Ainsi, en mettant de côté les erreurs du passé, il est grand temps de franchir une nouvelle dimension, loin des contraintes archaïques des grands groupes américains. Dès lors, penser que réguler les plateformes numériques va de soi n’est pas une tâche aisée. Néanmoins, il est rassurant de savoir que les outils existent. Il convient simplement de clarifier au niveau national les objectifs, de questionner les instruments de la régulation et de travailler au croisement des différents ordres de régulation, dans une perspective à minima française. Comme insiste le Professeur Françoise Benhamou, membre du collège de l’ARCEP (Autorité de régulation des communications électroniques, des postes et de la distribution de la presse), « plusieurs objectifs dans le numérique doivent être poursuivis, notamment en matière de concurrence équitable entre services numériques comparables ». Créer des champions français du numérique et l’exporter partout dans le monde est donc possible. Tout dépendra des décideurs publics et privés sur les moyens qu’ils choisiront pour accompagner le dynamisme de l’innovation et d’assurer les conditions nécessaires pour que les entreprises atteignent une taille critique française d’abord, puis pan-européenne et africaine ensuite.
Il est essentiel de reconnaître enfin que les géants du numérique ne doivent pas être ennemis de l’Europe, et encore moins de la France, mais qu’ils puissent juste se comporter comme des concurrents normaux, sur un même pied d’égalité réglementaire et politique que les entreprises de plus petite taille. Si aujourd’hui ces géants vendent des services et des technologies en promettant de respecter le Règlement général sur les protections de données (RGDP), les normes salariales, fiscales, comptables, juridiques, techniques et commerciales, la réalité est tout autre et les mensonges avec.

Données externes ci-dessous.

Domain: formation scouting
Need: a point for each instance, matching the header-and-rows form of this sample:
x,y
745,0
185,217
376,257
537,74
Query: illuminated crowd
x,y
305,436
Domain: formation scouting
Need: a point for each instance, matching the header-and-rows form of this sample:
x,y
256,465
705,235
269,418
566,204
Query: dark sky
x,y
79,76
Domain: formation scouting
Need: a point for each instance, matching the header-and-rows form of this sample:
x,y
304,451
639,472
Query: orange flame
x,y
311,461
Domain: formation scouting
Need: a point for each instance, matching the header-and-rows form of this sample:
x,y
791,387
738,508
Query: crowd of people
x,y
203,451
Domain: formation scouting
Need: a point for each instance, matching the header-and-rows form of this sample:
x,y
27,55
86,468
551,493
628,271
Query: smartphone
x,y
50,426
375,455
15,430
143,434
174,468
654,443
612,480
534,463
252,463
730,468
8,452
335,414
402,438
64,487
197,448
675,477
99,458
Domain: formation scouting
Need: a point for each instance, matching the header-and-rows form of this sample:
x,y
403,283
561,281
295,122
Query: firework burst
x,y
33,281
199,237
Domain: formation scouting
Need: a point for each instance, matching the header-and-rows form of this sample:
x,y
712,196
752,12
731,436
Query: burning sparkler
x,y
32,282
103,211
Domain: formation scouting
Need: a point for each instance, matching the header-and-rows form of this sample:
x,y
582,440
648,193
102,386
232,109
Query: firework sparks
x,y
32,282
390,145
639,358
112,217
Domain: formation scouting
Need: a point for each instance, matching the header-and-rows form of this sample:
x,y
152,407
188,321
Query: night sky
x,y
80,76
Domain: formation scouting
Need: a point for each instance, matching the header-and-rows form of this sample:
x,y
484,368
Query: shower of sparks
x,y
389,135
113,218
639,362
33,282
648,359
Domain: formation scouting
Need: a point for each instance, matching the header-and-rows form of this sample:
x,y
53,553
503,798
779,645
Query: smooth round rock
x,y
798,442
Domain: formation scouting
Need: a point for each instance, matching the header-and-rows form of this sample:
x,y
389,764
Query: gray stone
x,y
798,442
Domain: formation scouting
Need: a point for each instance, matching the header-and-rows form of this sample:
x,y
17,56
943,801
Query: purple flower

Vis à vis des jeunes entreprises innovantes et volontaires, régulièrement auditées, il ne peut y avoir deux poids et deux mesures. Un immense chantier national, voire européen, est donc nécessaire pour soutenir les start-up du numérique qui démontrent aujourd’hui leur pertinence, et ce afin de rétablir l’équité et de pérenniser une concurrence loyale. Le futur rapport parlementaire de Daniel Fasquelle est attendu dans une période où la France a besoin d’objectifs forts pour sa relance post-COVID. Néanmoins, le député s’attaque dorénavant à une montagne qu’il ne pourra gravir qu’avec le soutien total et entier de la sphère publique comme de la sphère privée. L’enjeu est de taille pour la France. Le sursaut doit être évidemment au rendez-vous.